‘Then you are sailing near the wind?’
‘Really I don’t think so: not really what you call near.’
‘I am sorry for that unlucky Mrs. Gisborne,’ said Merton, musingly. ‘And with two such tempers as
the cook’s and Mr. Fulton’s the match could not be a happy one. Well, Logan, I suppose you won’t tell me what your game is?’
‘Better not, I think, but, I assure you, honour is safe. I am certain that nobody can say anything. I rather expect to earn public gratitude, on the whole. You can’t appear in any way, nor the rest of us. By-the-bye do you remember the address of the parson whose dog was hurt?’
‘I think I kept a cutting of the police case; it was amusing,’ said Merton, looking through a kind of album, and finding presently the record of the incident.
‘It may come in handy, or it may not,’ said Logan. He then went off, and had Merton followed him he might not have been reassured. For Logan first walked to a chemist’s shop, where he purchased a quantity of a certain drug.
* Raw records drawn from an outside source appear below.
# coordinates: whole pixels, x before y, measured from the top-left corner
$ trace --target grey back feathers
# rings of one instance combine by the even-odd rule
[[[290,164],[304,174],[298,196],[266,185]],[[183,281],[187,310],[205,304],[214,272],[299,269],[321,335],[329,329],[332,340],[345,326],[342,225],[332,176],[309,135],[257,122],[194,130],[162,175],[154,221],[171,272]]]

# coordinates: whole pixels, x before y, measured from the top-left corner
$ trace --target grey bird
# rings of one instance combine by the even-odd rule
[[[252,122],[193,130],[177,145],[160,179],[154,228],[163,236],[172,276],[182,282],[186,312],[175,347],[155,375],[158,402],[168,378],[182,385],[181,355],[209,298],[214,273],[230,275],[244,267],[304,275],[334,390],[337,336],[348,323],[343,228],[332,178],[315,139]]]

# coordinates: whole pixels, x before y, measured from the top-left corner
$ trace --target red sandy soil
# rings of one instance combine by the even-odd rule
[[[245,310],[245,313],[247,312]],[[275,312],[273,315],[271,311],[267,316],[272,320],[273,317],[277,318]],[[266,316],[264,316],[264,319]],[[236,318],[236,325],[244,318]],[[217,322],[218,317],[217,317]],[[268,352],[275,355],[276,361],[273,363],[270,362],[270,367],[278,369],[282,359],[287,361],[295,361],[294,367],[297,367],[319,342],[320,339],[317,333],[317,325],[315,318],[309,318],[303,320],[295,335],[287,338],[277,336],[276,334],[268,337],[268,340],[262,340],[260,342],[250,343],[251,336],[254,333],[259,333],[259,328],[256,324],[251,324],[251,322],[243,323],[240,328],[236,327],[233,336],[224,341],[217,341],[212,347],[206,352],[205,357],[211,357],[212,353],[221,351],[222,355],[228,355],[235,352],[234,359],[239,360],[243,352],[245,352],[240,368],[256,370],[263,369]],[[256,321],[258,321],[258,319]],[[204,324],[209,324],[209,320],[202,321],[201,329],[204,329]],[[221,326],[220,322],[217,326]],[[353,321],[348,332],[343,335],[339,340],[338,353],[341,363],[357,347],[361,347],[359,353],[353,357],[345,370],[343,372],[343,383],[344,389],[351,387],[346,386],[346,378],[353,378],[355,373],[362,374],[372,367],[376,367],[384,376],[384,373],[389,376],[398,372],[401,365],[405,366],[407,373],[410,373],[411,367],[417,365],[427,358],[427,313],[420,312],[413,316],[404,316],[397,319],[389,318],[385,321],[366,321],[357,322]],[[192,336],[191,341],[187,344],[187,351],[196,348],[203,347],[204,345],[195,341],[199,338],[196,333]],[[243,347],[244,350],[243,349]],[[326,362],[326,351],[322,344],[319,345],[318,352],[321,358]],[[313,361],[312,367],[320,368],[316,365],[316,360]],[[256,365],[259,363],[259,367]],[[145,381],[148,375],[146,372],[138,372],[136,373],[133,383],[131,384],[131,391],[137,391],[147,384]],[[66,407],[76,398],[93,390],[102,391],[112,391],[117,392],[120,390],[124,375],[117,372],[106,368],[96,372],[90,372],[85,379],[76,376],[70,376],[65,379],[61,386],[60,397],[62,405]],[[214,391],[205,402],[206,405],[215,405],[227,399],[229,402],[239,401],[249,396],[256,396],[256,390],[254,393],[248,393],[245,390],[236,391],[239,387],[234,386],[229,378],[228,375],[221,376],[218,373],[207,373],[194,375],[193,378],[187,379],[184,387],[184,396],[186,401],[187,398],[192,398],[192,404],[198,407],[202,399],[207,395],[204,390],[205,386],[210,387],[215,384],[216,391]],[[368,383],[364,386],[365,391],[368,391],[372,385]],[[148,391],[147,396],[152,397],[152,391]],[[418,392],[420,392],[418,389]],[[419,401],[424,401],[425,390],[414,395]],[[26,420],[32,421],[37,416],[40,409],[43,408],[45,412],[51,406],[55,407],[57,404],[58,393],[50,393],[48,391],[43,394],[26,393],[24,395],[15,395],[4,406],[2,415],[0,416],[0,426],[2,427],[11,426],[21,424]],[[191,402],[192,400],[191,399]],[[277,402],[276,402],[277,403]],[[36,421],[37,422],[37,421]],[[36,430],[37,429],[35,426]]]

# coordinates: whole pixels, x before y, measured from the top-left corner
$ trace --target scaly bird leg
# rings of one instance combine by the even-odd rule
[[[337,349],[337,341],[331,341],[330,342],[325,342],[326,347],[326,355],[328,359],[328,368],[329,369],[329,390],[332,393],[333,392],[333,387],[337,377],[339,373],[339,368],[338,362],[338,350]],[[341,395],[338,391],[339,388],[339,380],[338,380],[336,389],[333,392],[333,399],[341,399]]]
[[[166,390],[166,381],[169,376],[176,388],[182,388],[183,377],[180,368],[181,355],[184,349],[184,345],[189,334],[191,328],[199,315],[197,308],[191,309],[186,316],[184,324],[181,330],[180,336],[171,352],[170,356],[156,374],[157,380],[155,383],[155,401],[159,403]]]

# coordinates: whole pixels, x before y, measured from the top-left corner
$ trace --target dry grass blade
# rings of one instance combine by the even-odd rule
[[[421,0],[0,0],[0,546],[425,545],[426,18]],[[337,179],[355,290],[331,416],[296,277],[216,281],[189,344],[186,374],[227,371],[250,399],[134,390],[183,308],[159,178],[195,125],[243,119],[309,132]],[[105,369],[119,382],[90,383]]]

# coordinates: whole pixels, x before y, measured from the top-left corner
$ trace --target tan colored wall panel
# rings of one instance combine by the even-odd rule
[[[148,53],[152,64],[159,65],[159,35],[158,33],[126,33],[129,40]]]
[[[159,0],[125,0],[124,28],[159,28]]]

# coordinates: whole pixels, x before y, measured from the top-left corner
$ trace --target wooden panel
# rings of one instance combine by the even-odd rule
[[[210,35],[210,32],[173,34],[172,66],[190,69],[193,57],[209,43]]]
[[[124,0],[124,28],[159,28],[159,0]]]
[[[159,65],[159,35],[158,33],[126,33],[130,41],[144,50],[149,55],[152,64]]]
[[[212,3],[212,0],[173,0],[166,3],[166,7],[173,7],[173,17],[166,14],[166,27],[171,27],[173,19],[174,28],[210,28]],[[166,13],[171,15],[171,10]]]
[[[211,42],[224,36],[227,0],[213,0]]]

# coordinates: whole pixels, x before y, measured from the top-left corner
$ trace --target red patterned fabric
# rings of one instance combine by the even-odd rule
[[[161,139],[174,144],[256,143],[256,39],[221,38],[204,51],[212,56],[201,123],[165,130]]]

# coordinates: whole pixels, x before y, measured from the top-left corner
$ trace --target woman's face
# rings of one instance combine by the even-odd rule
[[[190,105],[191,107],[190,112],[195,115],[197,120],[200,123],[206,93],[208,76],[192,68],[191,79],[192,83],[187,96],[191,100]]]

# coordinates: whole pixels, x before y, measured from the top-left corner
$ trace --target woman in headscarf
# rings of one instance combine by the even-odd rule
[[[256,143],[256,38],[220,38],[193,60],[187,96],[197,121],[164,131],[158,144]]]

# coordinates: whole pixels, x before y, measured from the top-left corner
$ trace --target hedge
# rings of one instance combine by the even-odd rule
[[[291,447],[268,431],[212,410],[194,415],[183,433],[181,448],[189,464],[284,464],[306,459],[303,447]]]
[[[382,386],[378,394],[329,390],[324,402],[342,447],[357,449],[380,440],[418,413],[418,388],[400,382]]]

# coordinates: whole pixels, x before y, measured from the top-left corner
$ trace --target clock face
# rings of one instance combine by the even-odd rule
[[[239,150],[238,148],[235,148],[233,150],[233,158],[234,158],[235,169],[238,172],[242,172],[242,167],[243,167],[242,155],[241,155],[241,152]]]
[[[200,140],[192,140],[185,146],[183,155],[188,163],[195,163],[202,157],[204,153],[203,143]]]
Next he went to the fencing rooms which he frequented, took his fencing mask and glove, borrowed a fencing glove from a left-handed swordsman whom he knew, and drove to his rooms with this odd assortment of articles. Having deposited them, he paid a call at the dwelling of a fair member of the Disentanglers, Miss Frere, the lady instructress in the culinary art, at the City and Suburban College of Cookery, whereof, as we have heard, Mr. Fulton, the eminent drysalter, was a patron and visitor. Logan unfolded the case and his plan of campaign to Miss Frere, who listened with intelligent sympathy.
‘Do you know the man by sight?’ he asked.
‘Oh yes, and he knows me perfectly well. Last
year he distributed the prizes at the City and Suburban School of Cookery, and paid me the most extraordinary compliments.’